Applications of Conflict Coaching
Currently, conflict coaching as a distinct technique appears to be growing mostly in workplaces as an additional option for employees and tool for mediators, whether or not there is an Integrated (Informal) Conflict Management System. This technique may be used instead of, or in tandem with, mediation and other ADR processes. In addition to helping individuals improve their
conflict management skills in any context, some other applications of conflict coaching include:
• as a pre-mediation or pre-other ADR process to help individuals anticipate and prepare for any challenges and to effectively participate in the process;
• to prepare clients to actively and effectively participate in collaborative law meetings;
• as a post-mediation or post-other ADR process to help individuals with the aftermath of any unresolved matters and ways to manage ongoing interactions;
• to help managers, supervisors and others focus on aspects of their conflict conduct requiring improvement;
• to help people enhance their negotiation skills;
• as an integral part of conflict management training, to provide individualized ongoing assistance with participants’ specific challenges; and,
• to facilitate self-reflective practice of conflict management professionals and others who work in any capacity with people in conflict.

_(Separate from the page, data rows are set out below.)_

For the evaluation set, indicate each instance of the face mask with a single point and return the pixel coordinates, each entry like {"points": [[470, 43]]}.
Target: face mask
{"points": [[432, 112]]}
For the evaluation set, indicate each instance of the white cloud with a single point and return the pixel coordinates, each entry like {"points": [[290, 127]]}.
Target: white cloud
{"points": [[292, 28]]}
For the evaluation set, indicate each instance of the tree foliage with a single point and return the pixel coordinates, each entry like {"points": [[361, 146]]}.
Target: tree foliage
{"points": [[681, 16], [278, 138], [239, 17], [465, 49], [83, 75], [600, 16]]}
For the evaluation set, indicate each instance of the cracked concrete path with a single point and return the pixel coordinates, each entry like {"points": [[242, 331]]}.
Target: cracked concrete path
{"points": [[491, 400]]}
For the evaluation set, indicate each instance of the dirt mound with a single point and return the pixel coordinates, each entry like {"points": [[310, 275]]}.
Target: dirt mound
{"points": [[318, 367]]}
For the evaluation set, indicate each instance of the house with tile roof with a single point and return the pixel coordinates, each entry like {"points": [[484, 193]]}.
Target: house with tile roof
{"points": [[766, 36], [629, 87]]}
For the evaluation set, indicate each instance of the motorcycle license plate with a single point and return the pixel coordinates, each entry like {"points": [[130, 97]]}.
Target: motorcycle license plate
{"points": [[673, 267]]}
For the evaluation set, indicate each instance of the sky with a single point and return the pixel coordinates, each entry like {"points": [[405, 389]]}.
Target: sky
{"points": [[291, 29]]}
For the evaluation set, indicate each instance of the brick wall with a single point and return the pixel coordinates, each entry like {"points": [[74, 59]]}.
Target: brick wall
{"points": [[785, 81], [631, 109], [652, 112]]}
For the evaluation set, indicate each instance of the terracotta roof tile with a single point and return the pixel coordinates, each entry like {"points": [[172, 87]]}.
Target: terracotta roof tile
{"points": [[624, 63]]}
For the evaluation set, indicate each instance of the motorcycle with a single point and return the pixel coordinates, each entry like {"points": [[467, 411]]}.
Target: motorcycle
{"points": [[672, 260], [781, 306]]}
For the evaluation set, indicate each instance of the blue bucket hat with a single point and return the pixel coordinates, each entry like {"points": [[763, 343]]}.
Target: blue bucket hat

Conflict coaching has gained attention and respect in workplace settings. For example, the Transportation Security Administration (TSA), an agency of the U.S. Department of Homeland Security, initiated the development of an Integrated Conflict Management System in 2003, A Conflict Management Coaching Program was an integral component of the system.
SPIRITUAL LEGAL COUNSELING
In the course of a recent month, I came across several lawyers who talked to me about combining their legal expertise with spiritual counseling. This isn’t a vector with an organization or collective website. I include it here because of the synchronicity of having met lawyers in Washington, California, North Carolina, and Massachusetts who all told me that they had the idea the same week, and then meeting several others since then. I think this is going to grow.
This new breed of spiritual legal counselor engages in deep spiritual work that informs their counseling of clients who are interested in more than a legal approach. The lawyer combines knowledge of the legal system with spiritual guidance. Andrew Weiss is one such example. From his website, http://www
.justicespirit.com:
Andrew combines his years of experience as a practicing lawyer with his knowledge and understanding as a mindfulness practitioner and teacher to provide spiritual and emotional counseling to those going through legally-oriented problems. Too often the human side of events gets lost or even exacerbated when legal institutions get involved. Andrew takes up that human end of the equation, providing insight, direction, empowerment, and support.
Legal Rebel Cheryl Conner (http://newprospectscollaborative.com/) also serves as a legal spiritual coach. A former federal prosecutor, economist, integrative educator and consultant, her work is deeply rooted in a fifteen-year apprenticeship with a Tibetan teacher. When her teacher was alive, he encouraged
her to share insights gained from extensive retreat and practice in her professional life. As a clinical law professor, she cultivated reflective, humanistic and holistic perspectives, inspiring lawyers, law students, and judges to undertake personal transformation and explore alternative forms of law practice. She founded and ran Lawyers with a Holistic Perspective and was the first Contemplative Fellow in Law Teaching of the American Council of Learned Societies. Recently she hosted an inquiry with law students, envisioning a new legal system. Since Cheryl lived in the wilderness in Lincoln, Vermont, for three years, she has been informed by earth energies and Native American sensibilities.
She has traveled around the country, speaking and leading workshops and retreats, and now combines perspectives about individual transformation with a call for cross-sectoral systemic transformation arising from the collective consciousness.